但苦于知识传播途径有限,很多互联网行业朋友无法获得正确的资料得到学习提升,故此将并将重要的 <code>AI大模型资料 包括AI大模型入门学习思维导图、精品AI大模型学习书籍手册、视频教程、实战学习等录播视频免费分享出来。
😝有需要的小伙伴,可以V扫描下方二维码免费领取🆓
一、全套AGI大模型学习路线
AI大模型时代的学习之旅:从基础到前沿,掌握人工智能的核心技能!
二、640套AI大模型报告合集
这套包含640份报告的合集,涵盖了AI大模型的理论研究、技术实现、行业应用等多个方面。无论您是科研人员、工程师,还是对AI大模型感兴趣的爱好者,这套报告合集都将为您提供宝贵的信息和启示。
三、AI大模型经典PDF籍
随着人工智能技术的飞速发展,AI大模型已经成为了当今科技领域的一大热点。这些大型预训练模型,如GPT-3、BERT、XLNet等,以其强大的语言理解和生成能力,正在改变我们对人工智能的认识。 那以下这些PDF籍就是非常不错的学习资源。
四、AI大模型商业化落地方案
阶段1:AI大模型时代的基础理解
目标:了解AI大模型的基本概念、发展历程和核心原理。内容:
L1.1 人工智能简述与大模型起源L1.2 大模型与通用人工智能L1.3 GPT模型的发展历程L1.4 模型工程L1.4.1 知识大模型L1.4.2 生产大模型L1.4.3 模型工程方法论L1.4.4 模型工程实践L1.5 GPT应用案例
阶段2:AI大模型API应用开发工程
目标:掌握AI大模型API的使用和开发,以及相关的编程技能。内容:
L2.1 API接口L2.1.1 OpenAI API接口L2.1.2 Python接口接入L2.1.3 BOT工具类框架L2.1.4 代码示例L2.2 Prompt框架L2.2.1 什么是PromptL2.2.2 Prompt框架应用现状L2.2.3 基于GPTAS的Prompt框架L2.2.4 Prompt框架与ThoughtL2.2.5 Prompt框架与提示词L2.3 流水线工程L2.3.1 流水线工程的概念L2.3.2 流水线工程的优点L2.3.3 流水线工程的应用L2.4 总结与展望
阶段3:AI大模型应用架构实践
目标:深入理解AI大模型的应用架构,并能够进行私有化部署。内容:
L3.1 Agent模型框架L3.1.1 Agent模型框架的设计理念L3.1.2 Agent模型框架的核心组件L3.1.3 Agent模型框架的实现细节L3.2 MetaGPTL3.2.1 MetaGPT的基本概念L3.2.2 MetaGPT的工作原理L3.2.3 MetaGPT的应用场景L3.3 ChatGLML3.3.1 ChatGLM的特点L3.3.2 ChatGLM的开发环境L3.3.3 ChatGLM的使用示例L3.4 LLAMAL3.4.1 LLAMA的特点L3.4.2 LLAMA的开发环境L3.4.3 LLAMA的使用示例L3.5 其他大模型介绍
阶段4:AI大模型私有化部署
目标:掌握多种AI大模型的私有化部署,包括多模态和特定领域模型。内容:
L4.1 模型私有化部署概述L4.2 模型私有化部署的关键技术L4.3 模型私有化部署的实施步骤L4.4 模型私有化部署的应用场景
学习计划:
阶段1:1-2个月,建立AI大模型的基础知识体系。阶段2:2-3个月,专注于API应用开发能力的提升。阶段3:3-4个月,深入实践AI大模型的应用架构和私有化部署。阶段4:4-5个月,专注于高级模型的应用和部署。
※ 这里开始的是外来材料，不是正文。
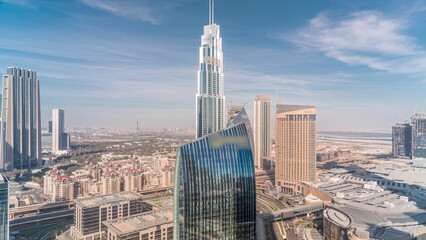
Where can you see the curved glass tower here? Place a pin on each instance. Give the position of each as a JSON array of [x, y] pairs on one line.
[[215, 191], [210, 99]]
这份完整版的大模型 LLM 学习资料已经上传CSDN,朋友们如果需要可以微信扫描下方CSDN官方认证二维码免费领取【<code>保证100%免费】
😝有需要的小伙伴,可以Vx扫描下方二维码免费领取🆓
声明
本文内容仅代表作者观点,或转载于其他网站,本站不以此文作为商业用途
如有涉及侵权,请联系本站进行删除
转载本站原创文章,请注明来源及作者。